COACH FERENTZ: Again, I'm always kind of guarded. We still have four games. But I think we're working hard back there. I think the guys have a good attitude like everybody on our football team, and I think we're making progress, incremental progress.
But the proof is in the pudding. We still have four games to play out, so we'll know a lot more in a month.
Q. With Shonn getting all the yards and a little more attention, kind of lost in the shuffle is the offensive line. Do they take pride in that, seeing their back get a little bit more recognition?

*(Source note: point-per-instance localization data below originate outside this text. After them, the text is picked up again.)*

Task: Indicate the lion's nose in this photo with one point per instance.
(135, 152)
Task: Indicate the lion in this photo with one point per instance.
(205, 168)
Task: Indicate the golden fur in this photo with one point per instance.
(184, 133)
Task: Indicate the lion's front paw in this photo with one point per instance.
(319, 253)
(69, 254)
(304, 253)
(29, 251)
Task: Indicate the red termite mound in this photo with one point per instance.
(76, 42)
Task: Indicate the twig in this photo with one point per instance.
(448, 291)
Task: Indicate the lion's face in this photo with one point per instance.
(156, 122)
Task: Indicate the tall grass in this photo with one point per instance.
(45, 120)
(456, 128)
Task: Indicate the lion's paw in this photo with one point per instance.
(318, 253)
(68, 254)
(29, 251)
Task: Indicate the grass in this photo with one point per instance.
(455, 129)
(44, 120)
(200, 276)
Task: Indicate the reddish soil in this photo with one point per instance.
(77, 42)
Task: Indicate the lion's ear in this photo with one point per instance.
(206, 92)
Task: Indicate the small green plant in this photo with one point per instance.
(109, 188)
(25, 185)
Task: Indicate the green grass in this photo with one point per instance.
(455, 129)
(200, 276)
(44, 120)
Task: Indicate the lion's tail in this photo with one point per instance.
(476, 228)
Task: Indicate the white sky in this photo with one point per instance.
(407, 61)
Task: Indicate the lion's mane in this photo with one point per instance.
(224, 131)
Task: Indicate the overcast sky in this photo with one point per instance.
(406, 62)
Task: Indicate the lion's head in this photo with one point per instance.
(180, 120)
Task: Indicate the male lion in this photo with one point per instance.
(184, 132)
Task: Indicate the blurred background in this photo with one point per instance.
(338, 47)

COACH FERENTZ: I think they do. I think just offensive production in general makes linemen feel better, and certainly when a back is running well, it's a direct reflection. I'd be remiss if I didn't include our receiver blocking in that, too. When you start getting the bigger runs, that's usually an indicator that the guys on the outside are working, also, and they've been doing a good job there, so I think that's great to see.

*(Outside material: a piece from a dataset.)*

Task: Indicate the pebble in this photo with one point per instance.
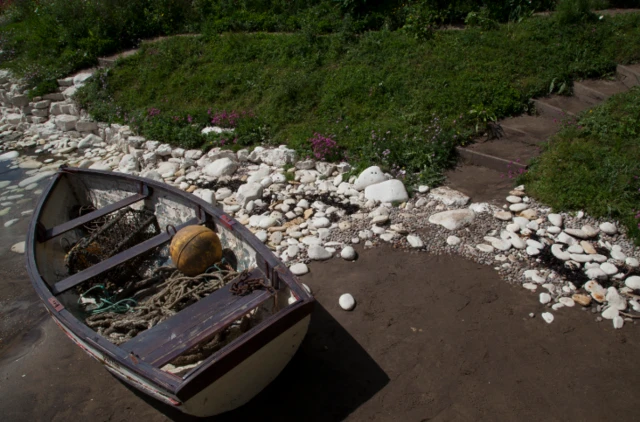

I think everybody is figuring out that if everybody gives that little extra bit of effort maybe something good will happen.
Linemen, there aren't many stats they can hang their hats on, I guess, so I think it's a good thing for them.
Q. What are your thoughts on Ron Zook just in the times you've coached against him?
COACH FERENTZ: He's an excellent football coach. I think the work that he's done at Illinois, without even going back, he's had a tremendous career every step of the way. But if you just look at the turnaround that they've made in a short period of time, taking that team to the Rose Bowl last year speaks volumes. It's not easy to do. Not many people have done that, and it's a real credit to Coach Zook and his staff.
Q. Going back to the bye week a little bit, how was your routine altered? Did you get a little bit more time away, at home, to relax? Did everybody have a three-day weekend?
COACH FERENTZ: Not everybody, but players did. Well, not three days, either, but close. They had Friday, Saturday. But pretty much for us, we were in here three days and then everybody hit the road Thursday and Friday recruiting. I say everybody; I didn't, and the coordinators didn't. But our seven permissible guys were out recruiting Thursday and Friday, and some guys were traveling back Friday night. Most everybody got back Saturday at some point and had Saturday off, and then we came back in Sunday and had a normal week.
But the big difference is we were home at night every night last week. We weren't up here watching tape and that type of thing, which is nice. Nice to have dinner at home, even if it was a little later than normal, but still nice.